Hard figures more clearly reveal the government’s bias in favor of the elderly. In fiscal 2013, social security outlays to support families, including money for daycare and direct childcare allowances, totaled ¥6.1 trillion, while expenditures earmarked for the elderly, such as pension benefits and nursing care, came to almost nine times that, at ¥54.6 trillion (according to figures compiled by the National Institution of Population and Social Security Research). Moreover, while outlays for the elderly keep rising, support for families has been falling.

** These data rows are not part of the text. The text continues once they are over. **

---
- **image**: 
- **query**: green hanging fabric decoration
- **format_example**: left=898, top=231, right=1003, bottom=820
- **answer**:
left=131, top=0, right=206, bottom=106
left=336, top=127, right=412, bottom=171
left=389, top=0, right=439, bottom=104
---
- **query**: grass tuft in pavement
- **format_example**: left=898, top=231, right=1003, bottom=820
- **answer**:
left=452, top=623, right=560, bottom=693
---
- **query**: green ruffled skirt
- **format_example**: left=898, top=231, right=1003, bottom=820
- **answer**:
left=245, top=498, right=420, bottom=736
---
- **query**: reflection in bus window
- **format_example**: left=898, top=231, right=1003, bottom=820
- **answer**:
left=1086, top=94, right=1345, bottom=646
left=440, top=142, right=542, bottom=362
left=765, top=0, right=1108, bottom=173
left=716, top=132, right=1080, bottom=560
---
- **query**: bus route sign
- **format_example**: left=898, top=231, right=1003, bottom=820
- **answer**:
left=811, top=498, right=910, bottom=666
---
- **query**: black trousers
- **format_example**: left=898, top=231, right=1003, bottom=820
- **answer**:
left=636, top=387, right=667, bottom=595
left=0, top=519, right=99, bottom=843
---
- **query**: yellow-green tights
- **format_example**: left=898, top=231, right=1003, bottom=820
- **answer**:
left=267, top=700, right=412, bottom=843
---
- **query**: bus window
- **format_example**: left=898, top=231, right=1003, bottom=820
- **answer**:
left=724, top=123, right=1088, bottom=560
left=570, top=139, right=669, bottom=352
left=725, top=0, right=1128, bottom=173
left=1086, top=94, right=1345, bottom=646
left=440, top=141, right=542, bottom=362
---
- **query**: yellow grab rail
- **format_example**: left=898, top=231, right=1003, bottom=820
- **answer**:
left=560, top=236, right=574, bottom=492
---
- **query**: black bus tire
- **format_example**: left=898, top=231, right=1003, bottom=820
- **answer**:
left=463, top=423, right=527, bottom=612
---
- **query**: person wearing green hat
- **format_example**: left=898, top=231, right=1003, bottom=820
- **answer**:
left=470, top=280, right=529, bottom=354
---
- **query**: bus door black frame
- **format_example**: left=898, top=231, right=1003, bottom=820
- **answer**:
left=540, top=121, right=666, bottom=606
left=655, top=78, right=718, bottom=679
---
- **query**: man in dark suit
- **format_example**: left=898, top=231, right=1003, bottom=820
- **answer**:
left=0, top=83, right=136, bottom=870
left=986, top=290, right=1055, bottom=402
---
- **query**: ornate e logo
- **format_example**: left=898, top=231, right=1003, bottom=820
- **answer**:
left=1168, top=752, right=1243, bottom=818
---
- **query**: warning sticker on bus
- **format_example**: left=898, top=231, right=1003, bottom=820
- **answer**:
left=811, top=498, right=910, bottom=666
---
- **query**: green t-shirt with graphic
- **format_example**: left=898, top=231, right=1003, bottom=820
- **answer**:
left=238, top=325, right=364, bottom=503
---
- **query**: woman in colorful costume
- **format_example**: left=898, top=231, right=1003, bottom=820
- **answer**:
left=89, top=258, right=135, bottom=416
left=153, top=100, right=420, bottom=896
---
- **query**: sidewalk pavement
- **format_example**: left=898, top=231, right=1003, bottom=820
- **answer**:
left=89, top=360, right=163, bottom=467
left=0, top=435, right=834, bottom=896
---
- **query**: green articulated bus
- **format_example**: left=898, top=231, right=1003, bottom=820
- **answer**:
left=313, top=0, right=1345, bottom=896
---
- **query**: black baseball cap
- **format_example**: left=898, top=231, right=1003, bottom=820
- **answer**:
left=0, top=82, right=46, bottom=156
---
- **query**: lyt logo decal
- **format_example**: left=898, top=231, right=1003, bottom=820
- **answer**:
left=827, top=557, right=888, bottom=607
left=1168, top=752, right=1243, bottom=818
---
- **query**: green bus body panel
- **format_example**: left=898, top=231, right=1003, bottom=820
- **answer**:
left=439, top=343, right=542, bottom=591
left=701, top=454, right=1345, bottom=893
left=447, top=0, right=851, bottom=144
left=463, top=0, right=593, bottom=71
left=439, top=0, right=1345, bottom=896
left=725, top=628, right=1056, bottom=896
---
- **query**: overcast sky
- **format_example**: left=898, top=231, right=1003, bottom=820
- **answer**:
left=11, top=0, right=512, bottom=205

The Dark Side of “Silver Democracy”
The young do not appear to be a high priority for Japanese politicians, and the reason is simple: As a group, the elderly have a far greater impact on elections. Voters aged 60 and up comprise 53% of the electorate; those 55 and up (including voters nearing retirement age) account for a full 60%. By contrast, voters in their twenties and thirties constitute only about a third of the total. Furthermore, voters 60 and older turn out at a rate of more than 70%, while the turnout for those in their twenties has been less than 40% in recent elections. In a typical national election, voters 50 and older cast almost three times as many ballots as those in their twenties and thirties. The recent revision to the Public Offices Election Law will enfranchise another 2.4 million 18- and 19-year-olds in time for the July 10 House of Councillors election. But given the low turnout among the young, this is unlikely to alter the basic electoral dynamic.
When it comes to campaigning for elections, parties and individual candidates alike have a strong incentive to tailor their policies to the voting blocs with the most power to influence the outcome. In Japan’s rapidly aging society, the upshot is a phenomenon dubbed “silver democracy,” in which the government caters to the demands of the elderly while neglecting the needs of the young.
So it is that the government has fallen into a pattern of pandering to older voters with an eye on the next election instead of coming to grips with such fundamental long-term problems as ballooning public debt and a dwindling population. This pork-barrel strategy has served the Abe administration well thus far. In contrast to the previous six cabinets, this one has maintained an approval rating of at least 40% (despite unpopular policies on defense and nuclear energy)—more than enough to prevail over the fragmented opposition. According to most opinion polls, around 60% of Japanese voters seem to agree with Abe’s decision to postpone the consumption tax increase.
Voters 55 and older—that is, the elderly and those nearing retirement—form the core of Abe’s support. Younger voters have remained diffident. Despite some angry outbursts on the Internet, the vast majority of young people seem passively resigned to a government that is not only ignoring their needs but adding more and more to their burden farther down the road. Unless the younger generation becomes more assertive, it is hard to imagine how Japan can escape the trap of “silver democracy” and begin preparing seriously for the future.